The image above may look like a fairly normal picture of the night sky, but what you’re looking at is a lot more special than just glittering stars. Each of those white dots is an active supermassive black hole.
And each of those black holes is devouring material at the heart of a galaxy millions of light-years away – that’s how they could be pinpointed at all.
By combining 256 hours of observations of the northern sky, astronomers have created a map showing 25,000 supermassive black holes. This is the most detailed celestial map in the field of so-called low radio frequencies.
The map covers 4% of the sky in the northern hemisphere. Scientists used supercomputers with new algorithms to create this map, which correct the ionosphere’s effect every four seconds.

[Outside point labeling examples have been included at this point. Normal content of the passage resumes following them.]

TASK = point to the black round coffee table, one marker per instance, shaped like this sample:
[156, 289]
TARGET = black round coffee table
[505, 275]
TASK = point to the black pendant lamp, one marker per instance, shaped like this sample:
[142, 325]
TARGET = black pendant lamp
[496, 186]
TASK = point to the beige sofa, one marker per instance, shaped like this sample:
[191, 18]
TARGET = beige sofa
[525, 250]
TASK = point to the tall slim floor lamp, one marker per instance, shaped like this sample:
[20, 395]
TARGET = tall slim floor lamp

The astronomers used 52 stations with LOFAR antennas located across nine European countries, including Leiden astronomers.
Stars or black holes?
The map seems to have several thousand stars, but they are supermassive black holes located in separate, distant galaxies.
Research leader Francesco de Gasperin (formerly Leiden University, now Universität Hamburg, Germany) says about the study: “This results from many years of work on incredibly difficult data. We had to invent new methods to convert the radio signals into images of the sky.”
Co-author Reinout van Weeren (Leiden Observatory) explains, “Observations at long radio wavelengths are complicated by the ionosphere that surrounds the Earth. This layer of free electrons acts like a cloudy lens that constantly moves across the radio telescope. It’s similar to when you try to see the world while immersed in a swimming pool. When you look up, the waves on the water of the pool deflect the light rays and distort the view.”
Along with supermassive black holes, the map offers a window to the universe‘s large-scale structure, among other things.
The study is published in Astronomy & Astrophysics.